• Sonuç bulunamadı

Bilgisayar Destekli Eğitim Alanında Yapılan Araştırmalar

1.3. Kaynak Araştırması

1.3.3. Bilgisayar Destekli Eğitim Alanında Yapılan Araştırmalar

Bilgisayar destekli öğretimin eğitim sürecinde çok etkili ve verimli olduğunu araştıranlardan bir ekipte Visonhaler ve Bass’tır. Visonhaler ve Bass 1972 de yapmış oldukları 10000 kişilik bir denek üzerinde 10 ayrı deney sonucuna göre bilgisayar destekli öğretimin daha etkili ve verimli olduğu sonucuna varmışlardır (Önder, 2001).

Beatty ve Nunan (2003); eğitim sürecinde bilgisayar destekli öğrenme üzerine araştırma yapmışlardır. Yapılan araştırmanın sonucunda teknolojinin, eğitimin bütün yönleri üzerinde büyük etkilere sahip olduğu kanısına varmışlardır. Yapılan çalışmada bir roman hakkında hazırlanmış sorular 10 öğrenci üzerinde denenmiş. 5 öğrenci Yapılandırmacı yönerge modeli üzerine, 5 öğrencide davranışsal yönerge modeli üzerine çalışmışlardır. Burada Yapılandırmacı yaklaşımın daha fazla keşfetmeye yönelik olduğu anlaşılmıştır. Yapılan Yapılandırmacı yaklaşımda materyal ve keşfettirici materyal kullanılarak davranışsal yaklaşımdan daha iyi olup olmadığına karar verilmiştir. Yapılandırmacı yaklaşımın bireysel çalışmayı daha çok ön plana çıkardığı görülmüştür.
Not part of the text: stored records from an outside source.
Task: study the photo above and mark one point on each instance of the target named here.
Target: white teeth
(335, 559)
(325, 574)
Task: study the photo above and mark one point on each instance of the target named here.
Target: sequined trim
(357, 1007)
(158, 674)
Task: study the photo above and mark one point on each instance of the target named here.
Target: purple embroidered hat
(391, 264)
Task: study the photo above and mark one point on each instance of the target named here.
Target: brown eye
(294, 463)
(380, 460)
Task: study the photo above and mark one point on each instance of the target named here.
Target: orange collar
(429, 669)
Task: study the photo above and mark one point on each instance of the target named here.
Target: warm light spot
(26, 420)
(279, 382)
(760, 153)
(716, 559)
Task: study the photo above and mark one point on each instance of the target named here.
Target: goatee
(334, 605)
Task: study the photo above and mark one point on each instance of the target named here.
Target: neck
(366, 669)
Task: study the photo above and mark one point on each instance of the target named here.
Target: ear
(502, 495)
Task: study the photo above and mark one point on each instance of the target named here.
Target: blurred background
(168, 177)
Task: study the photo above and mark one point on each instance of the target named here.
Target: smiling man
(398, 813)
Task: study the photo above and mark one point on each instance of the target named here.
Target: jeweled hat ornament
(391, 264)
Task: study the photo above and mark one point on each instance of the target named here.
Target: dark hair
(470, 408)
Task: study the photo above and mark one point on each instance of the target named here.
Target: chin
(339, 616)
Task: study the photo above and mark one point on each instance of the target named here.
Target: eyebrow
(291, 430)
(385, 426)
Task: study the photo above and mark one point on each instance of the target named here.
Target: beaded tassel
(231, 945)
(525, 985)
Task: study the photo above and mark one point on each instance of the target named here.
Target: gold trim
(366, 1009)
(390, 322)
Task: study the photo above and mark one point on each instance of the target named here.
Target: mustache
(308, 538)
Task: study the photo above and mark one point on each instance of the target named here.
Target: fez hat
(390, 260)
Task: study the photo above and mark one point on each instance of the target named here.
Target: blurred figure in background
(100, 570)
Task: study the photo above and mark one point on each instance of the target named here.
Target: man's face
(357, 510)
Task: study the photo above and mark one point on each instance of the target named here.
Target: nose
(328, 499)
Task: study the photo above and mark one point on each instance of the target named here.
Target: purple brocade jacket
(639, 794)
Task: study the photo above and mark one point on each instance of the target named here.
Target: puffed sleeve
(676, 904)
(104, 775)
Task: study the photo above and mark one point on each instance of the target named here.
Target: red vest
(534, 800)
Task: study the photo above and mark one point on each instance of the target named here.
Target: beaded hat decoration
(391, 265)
Lowe (2003) ise “Animasyon ve Öğrenme: Dinamik Grafiklerdeki Bilginin Seçicicilik Đşlemi” isimli çalışmasında, animasyonun statik grafiklerdeki değersiz ve kapalı olan bilgiyi, açık ve dinamik bilgi haline getirerek öğrenmeyi sağladığını söylemiştir. Son yıllarda bilginin sunumu için multimedyanın kullanımı önemli ölçüde tercih edilmektedir. Eğitimsel materyallerin mümkün olduğu kadar grafiksel ve animasyonel olarak tercih edildikleri görülmüştür. Animasyonel ifadenin her zaman yararlı olmayabilir. Yararlı olmayan durumları ise Lowe şöyle sıralıyor;

• Öğrenenlerdeki, bilgi talep işlemindeki zahmetler

• Süreç aktivitelerindeki meşguliyet ve zahmetler.

Gündüz ve Sünbül (2004); ilköğretim 6.sınıf öğrencileri üzerinde bir araştırma yapmışlar. Bu araştırmada Gagne’nin Öğretim Etkinlikleri Modeli ile hazırlanmış Bilgisayar Destekli Eğitim alan öğrenciler ile geleneksel yöntemle ders alan aynı seviyedeki öğrencilerin erişileri arsında farkı ortaya koymak amacıyla kontrol gruplu

deneysel yöntem kullanmışlardır. Sonuç olarak Gagne’nin Öğretim Etkinlikleri Modeline göre hazırlanmış Bilgisayar Destekli Öğretim uygulaması alan öğrencilerin bilgi düzeyindeki başarısının, kavrama düzeyindeki başarısının ve toplam düzeydeki başarısının geleneksel yöntemle ders alan öğrencilerin başarısına göre daha yüksek olduğu bulunmuştur.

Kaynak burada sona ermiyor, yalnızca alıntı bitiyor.